One Sunday morning, I ran out of my house for a quick twenty minute walk before the hush and rush of dressing, feeding, and entertaining my children for the next bunch of hours.
I live in a beautiful neighborhood, where people take good care of their lawns, and plant beautiful flowers and greenery. It's a great place to exercise. Yes, I prefer it over a gym.
As I walk along, I contemplate how G-D really orchestrates every moment of life, and He really wants the best for us. Somehow the tranquil nature surrounding contributes to inward contemplation as such.
I'm walking. Our neighbor is out on the grass, working and watering. He stops to say hello. He'd met my family just weeks before, when we were standing at the corner in front of our home giving out lemonade and Challah to neighbors and passersby. My children love this practice, and it's a great way to educate them about sharing and giving.
Rico passed by that Friday afternoon and he stopped to "schmooze" with my husband.
Today Rico said to me, "I have something for you and your family. I wrote a book and I want to give you a copy. It's about the small miracles I've discovered throughout my life.Though it's already published, I'd even have more to add to it now that my son has met a Chabad rabbi and is putting on Tefillin every day."
He asked me if I had a minute to wait while he ran inside to fetch a copy.

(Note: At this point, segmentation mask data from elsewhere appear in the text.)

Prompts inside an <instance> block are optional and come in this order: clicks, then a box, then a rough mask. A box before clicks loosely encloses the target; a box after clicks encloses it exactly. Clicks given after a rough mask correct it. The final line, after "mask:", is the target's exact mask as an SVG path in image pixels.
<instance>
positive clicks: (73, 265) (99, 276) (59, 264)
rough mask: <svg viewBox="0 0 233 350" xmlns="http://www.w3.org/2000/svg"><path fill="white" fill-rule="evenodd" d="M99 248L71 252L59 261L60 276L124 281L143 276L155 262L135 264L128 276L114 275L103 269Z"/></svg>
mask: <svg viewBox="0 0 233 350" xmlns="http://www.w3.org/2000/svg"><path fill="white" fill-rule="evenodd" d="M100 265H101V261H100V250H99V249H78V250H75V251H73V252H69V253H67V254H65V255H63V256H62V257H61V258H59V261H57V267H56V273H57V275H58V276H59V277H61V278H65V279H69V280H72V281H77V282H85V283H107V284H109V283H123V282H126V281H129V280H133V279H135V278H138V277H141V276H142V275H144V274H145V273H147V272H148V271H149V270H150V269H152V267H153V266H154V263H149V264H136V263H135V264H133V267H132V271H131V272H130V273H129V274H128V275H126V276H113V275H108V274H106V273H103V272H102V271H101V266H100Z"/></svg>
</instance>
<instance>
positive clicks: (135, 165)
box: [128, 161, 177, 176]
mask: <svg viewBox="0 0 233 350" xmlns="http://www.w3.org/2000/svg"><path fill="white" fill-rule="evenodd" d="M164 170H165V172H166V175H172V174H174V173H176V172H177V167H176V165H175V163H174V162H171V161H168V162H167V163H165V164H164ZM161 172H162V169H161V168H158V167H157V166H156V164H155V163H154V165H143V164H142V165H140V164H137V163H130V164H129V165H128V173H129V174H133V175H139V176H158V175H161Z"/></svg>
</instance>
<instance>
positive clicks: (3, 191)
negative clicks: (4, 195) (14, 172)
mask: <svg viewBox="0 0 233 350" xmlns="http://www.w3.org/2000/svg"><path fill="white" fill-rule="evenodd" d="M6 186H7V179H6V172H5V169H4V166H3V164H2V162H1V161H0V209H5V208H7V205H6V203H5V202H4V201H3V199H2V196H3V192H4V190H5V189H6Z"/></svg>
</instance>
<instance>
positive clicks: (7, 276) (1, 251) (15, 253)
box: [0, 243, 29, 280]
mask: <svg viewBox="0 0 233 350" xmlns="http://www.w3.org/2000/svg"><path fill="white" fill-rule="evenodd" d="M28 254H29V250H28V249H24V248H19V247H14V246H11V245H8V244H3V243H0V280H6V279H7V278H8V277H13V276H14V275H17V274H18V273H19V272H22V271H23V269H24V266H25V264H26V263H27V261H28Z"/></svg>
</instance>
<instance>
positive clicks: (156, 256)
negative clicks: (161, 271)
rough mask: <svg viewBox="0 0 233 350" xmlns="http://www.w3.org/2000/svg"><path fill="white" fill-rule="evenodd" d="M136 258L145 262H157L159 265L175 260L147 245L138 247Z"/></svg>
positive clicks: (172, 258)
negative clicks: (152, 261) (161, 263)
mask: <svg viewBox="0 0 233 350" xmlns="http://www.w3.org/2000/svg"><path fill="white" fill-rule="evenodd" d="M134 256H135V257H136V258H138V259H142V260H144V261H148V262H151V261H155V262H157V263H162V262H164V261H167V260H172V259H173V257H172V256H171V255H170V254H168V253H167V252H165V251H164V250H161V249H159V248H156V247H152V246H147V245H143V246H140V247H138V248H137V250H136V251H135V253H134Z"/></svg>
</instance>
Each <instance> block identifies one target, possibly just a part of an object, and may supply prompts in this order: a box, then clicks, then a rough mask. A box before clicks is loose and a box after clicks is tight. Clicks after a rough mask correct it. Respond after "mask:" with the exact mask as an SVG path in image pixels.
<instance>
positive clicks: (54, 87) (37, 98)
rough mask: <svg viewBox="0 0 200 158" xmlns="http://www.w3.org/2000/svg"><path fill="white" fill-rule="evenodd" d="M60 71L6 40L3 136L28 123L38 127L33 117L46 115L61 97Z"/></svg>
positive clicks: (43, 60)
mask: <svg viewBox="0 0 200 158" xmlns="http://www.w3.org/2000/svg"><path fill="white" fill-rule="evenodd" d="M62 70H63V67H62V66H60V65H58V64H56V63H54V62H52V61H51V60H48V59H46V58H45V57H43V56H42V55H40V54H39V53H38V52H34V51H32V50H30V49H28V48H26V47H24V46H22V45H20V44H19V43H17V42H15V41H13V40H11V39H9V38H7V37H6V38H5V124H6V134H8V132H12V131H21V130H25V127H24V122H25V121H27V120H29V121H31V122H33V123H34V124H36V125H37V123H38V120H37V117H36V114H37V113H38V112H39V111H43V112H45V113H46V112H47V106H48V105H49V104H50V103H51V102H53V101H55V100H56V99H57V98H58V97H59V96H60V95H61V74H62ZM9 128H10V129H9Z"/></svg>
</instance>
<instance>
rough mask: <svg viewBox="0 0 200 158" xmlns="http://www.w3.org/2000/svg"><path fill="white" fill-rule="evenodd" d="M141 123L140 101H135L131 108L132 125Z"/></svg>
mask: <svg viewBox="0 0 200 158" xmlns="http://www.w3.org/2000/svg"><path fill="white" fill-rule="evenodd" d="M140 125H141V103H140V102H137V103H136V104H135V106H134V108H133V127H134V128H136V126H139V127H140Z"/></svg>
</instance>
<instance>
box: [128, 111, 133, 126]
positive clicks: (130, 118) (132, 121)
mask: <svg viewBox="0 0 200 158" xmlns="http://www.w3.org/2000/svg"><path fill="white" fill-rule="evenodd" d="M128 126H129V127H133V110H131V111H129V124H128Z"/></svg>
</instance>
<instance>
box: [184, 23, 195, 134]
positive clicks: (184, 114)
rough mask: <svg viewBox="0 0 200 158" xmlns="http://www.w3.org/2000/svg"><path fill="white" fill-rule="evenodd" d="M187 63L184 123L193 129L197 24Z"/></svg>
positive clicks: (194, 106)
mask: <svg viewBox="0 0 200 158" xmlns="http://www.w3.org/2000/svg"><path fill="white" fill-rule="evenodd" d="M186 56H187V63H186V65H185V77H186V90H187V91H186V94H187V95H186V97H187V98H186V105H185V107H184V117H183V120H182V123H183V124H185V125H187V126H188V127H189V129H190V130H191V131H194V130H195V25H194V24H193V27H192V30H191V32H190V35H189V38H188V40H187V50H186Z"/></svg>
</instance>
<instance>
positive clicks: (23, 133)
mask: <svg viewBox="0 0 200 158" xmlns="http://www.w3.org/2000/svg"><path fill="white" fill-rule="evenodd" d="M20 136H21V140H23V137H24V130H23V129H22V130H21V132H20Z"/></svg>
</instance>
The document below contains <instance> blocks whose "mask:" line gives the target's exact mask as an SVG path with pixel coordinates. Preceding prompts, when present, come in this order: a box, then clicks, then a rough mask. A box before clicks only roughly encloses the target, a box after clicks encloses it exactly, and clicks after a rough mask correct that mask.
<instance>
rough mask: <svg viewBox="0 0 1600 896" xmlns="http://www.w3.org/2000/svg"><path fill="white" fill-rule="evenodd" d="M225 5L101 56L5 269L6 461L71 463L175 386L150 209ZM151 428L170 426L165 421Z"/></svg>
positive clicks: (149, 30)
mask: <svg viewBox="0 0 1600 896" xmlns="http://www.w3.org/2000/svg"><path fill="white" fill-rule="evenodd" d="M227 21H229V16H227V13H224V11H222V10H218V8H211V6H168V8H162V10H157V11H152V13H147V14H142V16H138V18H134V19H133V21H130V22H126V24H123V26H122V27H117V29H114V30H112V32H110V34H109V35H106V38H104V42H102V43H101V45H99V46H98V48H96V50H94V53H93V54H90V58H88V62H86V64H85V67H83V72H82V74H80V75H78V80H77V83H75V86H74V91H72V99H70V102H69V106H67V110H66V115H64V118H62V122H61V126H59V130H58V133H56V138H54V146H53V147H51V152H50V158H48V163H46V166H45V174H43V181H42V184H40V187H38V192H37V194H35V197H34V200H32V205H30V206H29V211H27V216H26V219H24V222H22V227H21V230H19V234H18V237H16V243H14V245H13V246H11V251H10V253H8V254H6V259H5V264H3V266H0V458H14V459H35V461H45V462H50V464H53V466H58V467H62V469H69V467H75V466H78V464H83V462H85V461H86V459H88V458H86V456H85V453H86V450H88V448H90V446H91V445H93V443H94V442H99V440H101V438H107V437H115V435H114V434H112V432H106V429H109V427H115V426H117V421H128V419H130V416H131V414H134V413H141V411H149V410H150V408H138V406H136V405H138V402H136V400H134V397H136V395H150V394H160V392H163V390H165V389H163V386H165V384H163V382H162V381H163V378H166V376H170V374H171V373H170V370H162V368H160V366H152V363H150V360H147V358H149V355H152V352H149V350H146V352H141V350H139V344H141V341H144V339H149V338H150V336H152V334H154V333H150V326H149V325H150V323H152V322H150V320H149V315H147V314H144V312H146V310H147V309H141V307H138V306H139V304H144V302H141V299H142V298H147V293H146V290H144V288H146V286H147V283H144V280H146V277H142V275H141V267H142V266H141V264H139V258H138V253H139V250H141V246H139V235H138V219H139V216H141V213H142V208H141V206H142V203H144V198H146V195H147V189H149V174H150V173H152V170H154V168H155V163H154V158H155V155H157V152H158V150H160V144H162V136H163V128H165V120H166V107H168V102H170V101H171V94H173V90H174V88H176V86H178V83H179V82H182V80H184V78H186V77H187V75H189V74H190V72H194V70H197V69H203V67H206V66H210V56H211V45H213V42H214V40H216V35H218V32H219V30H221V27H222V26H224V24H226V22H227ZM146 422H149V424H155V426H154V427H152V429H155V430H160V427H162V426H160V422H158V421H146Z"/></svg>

He gave me the book, "My Hand to G-D".
Woh, that walk-turned-to-discussion-about-G-D was a surprise that morning!
No, Judaism is not a religion, it is a way of life.
Judaism is not about the hour spent at the synagogue on Shabbat, or even the two hours spent there on Rosh Hashanah. It's not about fasting on Yom Kippur. It's not about what garb you wear or don't wear, about what you eat or don't eat, how you speak or don't speak. It's about ALL of that and more.
It's about the choices we make at every and any given moment.
It's about strengthening our relationship with G-D through the things he asks us to do, because He loves when we do them. Actually, there are six hundred and thirteen to be precise. Some people like to refer to them as Mitzvahs, which by the way translates as "connection", because each one strengthens the connection between the human and the divine. Almost seems impossible. The infinite G-D offers a finite human being to grasp His Hand. That's quite a reward in itself.
It's about the every moment in our day when the constraints of the world and of the human condition tries to convince us that we have no place, that the world is evil and ugly, that our innocence is tarnished and gone forever, that there is no light in the near future. And we respond to that voice.
We respond with, "My place is right here. Right now. The world is a beautiful garden, waiting to blossom and grow and smell of fresh aroma. My core is pure, and my G-D lives forever. I am invincible because there is literally a piece of the infinite inside my big soul. There is light in the near future."
The world is ready for a change, for a shift in perspective. For G-D's light to be rampant and obvious, and it is up to you and me to spread that message of goodness to all.
It's about choosing to see My hand to G-D or even more so, G-D'S Hand to me.